France's Cabinet authorized curfews under a state-of-emergency law yesterday, in an extraordinary measure to halt the country's worst civil unrest in decades after violence raged for a 12th night.

Rioters in the southern city of Toulouse ordered passengers off a bus and then set it on fire and pelted police with gasoline bombs and rocks. Youths also torched another bus in the northeastern Paris suburb of Stains, national police spokesman Patrick Hamon said.

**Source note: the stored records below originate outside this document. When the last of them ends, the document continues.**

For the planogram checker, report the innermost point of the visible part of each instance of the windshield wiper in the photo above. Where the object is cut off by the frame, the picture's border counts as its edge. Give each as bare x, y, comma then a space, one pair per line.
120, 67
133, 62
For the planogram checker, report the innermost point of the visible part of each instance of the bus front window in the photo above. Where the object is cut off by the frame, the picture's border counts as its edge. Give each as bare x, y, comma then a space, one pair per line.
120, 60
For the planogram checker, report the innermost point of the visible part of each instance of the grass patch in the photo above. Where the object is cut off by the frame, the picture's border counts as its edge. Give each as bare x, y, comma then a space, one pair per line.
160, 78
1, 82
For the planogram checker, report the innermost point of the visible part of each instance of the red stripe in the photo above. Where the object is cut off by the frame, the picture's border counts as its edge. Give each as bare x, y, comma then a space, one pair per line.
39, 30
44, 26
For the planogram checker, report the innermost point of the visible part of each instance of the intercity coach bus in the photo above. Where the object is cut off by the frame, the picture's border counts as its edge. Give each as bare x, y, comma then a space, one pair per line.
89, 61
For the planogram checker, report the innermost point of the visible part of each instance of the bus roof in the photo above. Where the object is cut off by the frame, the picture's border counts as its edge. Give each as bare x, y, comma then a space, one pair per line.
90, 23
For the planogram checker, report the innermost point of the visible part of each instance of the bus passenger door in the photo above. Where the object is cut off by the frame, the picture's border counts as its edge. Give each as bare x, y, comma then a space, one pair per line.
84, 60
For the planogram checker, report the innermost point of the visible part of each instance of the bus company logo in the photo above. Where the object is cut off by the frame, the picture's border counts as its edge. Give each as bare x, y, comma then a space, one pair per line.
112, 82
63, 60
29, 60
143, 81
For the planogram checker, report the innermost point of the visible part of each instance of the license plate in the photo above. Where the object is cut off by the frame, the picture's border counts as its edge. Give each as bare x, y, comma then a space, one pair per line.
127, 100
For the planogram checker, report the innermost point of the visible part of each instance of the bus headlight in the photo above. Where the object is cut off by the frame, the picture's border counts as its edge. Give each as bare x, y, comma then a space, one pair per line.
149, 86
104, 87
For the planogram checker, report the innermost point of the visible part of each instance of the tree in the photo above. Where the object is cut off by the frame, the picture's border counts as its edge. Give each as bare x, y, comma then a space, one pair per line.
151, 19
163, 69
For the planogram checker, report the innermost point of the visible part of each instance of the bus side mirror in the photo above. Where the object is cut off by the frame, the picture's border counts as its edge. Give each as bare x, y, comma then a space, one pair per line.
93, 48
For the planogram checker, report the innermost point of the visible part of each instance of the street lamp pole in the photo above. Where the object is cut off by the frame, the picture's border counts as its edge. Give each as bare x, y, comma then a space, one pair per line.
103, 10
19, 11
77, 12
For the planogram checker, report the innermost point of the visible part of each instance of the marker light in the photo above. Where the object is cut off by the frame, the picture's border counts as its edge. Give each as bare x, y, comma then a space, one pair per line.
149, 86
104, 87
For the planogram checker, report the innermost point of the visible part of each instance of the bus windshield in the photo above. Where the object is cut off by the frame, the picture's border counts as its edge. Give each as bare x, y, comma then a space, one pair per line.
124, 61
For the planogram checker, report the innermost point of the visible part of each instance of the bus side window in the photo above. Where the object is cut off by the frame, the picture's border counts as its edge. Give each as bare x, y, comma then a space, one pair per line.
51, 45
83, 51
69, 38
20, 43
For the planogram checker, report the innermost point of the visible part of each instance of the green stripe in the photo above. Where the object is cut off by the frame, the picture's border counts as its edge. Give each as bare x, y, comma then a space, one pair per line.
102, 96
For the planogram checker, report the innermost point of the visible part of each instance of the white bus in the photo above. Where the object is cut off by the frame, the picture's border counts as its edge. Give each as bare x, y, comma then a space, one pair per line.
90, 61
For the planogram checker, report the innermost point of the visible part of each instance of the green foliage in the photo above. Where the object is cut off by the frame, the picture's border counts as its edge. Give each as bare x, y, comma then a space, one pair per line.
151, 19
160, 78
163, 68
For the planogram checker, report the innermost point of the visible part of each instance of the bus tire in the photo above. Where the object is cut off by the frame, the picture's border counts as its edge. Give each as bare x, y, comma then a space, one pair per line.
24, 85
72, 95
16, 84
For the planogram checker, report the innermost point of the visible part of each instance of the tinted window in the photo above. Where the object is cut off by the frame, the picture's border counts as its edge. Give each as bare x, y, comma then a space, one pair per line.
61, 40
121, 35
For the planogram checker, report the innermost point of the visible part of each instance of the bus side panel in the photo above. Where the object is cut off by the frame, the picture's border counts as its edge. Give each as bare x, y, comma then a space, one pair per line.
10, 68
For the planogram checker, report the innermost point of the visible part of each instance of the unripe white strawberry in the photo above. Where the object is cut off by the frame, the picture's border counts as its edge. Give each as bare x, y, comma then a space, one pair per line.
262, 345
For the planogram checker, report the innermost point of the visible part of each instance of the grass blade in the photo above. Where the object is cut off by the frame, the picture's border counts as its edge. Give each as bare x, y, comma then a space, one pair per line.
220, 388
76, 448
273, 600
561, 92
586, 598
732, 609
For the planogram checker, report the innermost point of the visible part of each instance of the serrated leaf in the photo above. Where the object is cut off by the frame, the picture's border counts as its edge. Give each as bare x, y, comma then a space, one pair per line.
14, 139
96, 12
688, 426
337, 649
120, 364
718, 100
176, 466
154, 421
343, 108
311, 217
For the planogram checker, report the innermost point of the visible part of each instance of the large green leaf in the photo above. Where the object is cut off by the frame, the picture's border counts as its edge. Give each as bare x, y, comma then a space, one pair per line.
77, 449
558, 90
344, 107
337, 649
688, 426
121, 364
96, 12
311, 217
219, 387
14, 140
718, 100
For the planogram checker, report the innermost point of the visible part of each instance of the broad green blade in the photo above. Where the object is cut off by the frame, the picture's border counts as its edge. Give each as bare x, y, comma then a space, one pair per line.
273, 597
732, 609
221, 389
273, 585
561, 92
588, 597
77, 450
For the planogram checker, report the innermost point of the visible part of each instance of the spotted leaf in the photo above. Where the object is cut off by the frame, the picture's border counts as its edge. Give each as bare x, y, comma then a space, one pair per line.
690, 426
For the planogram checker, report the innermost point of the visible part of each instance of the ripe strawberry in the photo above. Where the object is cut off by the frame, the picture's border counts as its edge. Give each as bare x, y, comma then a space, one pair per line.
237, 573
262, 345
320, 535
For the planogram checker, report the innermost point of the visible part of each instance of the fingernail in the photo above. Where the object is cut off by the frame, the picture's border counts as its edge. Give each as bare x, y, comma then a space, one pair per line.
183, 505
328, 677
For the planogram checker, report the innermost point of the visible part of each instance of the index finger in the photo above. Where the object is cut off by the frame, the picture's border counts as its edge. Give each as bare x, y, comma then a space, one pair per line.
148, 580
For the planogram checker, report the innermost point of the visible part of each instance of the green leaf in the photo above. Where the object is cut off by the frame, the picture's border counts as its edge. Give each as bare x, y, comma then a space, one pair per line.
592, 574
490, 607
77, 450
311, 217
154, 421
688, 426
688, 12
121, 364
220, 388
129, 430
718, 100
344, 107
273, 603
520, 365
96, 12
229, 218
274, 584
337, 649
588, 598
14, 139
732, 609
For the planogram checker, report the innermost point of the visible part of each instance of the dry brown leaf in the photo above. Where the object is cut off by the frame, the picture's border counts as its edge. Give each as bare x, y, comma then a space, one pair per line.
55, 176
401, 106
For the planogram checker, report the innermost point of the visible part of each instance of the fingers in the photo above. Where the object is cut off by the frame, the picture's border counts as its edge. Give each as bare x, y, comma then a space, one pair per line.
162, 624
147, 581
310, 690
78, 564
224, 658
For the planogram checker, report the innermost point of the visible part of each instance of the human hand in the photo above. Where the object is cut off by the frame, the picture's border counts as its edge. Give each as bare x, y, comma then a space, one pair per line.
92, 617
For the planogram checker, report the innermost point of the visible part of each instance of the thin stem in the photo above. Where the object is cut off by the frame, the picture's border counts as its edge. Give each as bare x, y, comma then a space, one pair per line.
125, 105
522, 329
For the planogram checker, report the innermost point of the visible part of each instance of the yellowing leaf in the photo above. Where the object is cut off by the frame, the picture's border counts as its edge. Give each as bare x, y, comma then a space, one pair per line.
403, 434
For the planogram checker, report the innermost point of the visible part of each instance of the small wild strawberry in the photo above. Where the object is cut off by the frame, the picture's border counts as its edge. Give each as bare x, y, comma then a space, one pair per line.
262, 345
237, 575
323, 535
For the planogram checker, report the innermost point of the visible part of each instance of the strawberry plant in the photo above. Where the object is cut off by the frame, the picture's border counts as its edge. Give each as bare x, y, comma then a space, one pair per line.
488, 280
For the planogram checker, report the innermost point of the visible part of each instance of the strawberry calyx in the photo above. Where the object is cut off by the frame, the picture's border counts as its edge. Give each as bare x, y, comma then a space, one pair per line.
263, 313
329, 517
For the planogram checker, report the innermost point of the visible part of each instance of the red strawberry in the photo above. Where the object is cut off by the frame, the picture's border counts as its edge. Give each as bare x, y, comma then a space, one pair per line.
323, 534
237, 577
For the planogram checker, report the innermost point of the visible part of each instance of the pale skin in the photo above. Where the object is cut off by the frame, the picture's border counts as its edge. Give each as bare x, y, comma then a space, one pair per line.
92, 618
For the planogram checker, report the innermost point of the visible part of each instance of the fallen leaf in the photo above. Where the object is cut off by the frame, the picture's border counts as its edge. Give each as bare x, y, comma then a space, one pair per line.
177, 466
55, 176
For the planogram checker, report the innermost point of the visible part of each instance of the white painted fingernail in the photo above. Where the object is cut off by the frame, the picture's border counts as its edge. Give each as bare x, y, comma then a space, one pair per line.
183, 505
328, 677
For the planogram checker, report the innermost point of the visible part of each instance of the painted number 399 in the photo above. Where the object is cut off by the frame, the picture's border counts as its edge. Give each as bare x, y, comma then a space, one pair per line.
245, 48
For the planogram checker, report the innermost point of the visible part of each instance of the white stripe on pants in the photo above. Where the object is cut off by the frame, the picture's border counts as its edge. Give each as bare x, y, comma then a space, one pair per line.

On Monday, Prime Minister Dominique de Villepin said police reservists would be deployed as reinforcements to help end the rioting that has spread from Paris' suburbs to over 200 cities and towns -- bringing the total deployment to 9,500. After the Cabinet authorization, local officials "will be able to impose curfews on the areas where this decision applies," President Jacques Chirac announced. "It is necessary to accelerate the return to calm."

The decree allowing curfews were to become effective at midnight yesterday, government spokesman Jean-Francois Cope said, adding that there would be an initial 12-day limit to the state-of-emergency measures.

Nationwide, vandals burned 1,173 cars overnight from Monday to yesterday compared to 1,408 vehicles a night earlier, police said. A total of 330 people were arrested, down from 395 the night before.

"The intensity of this violence is on the way down," National Police Chief Michel Gaudin told a news conference, adding that there were "much fewer" attacks on public buildings, and fewer direct clashes between youths and police. He said rioting was reported in 226 towns across France, compared to nearly 300 the night before.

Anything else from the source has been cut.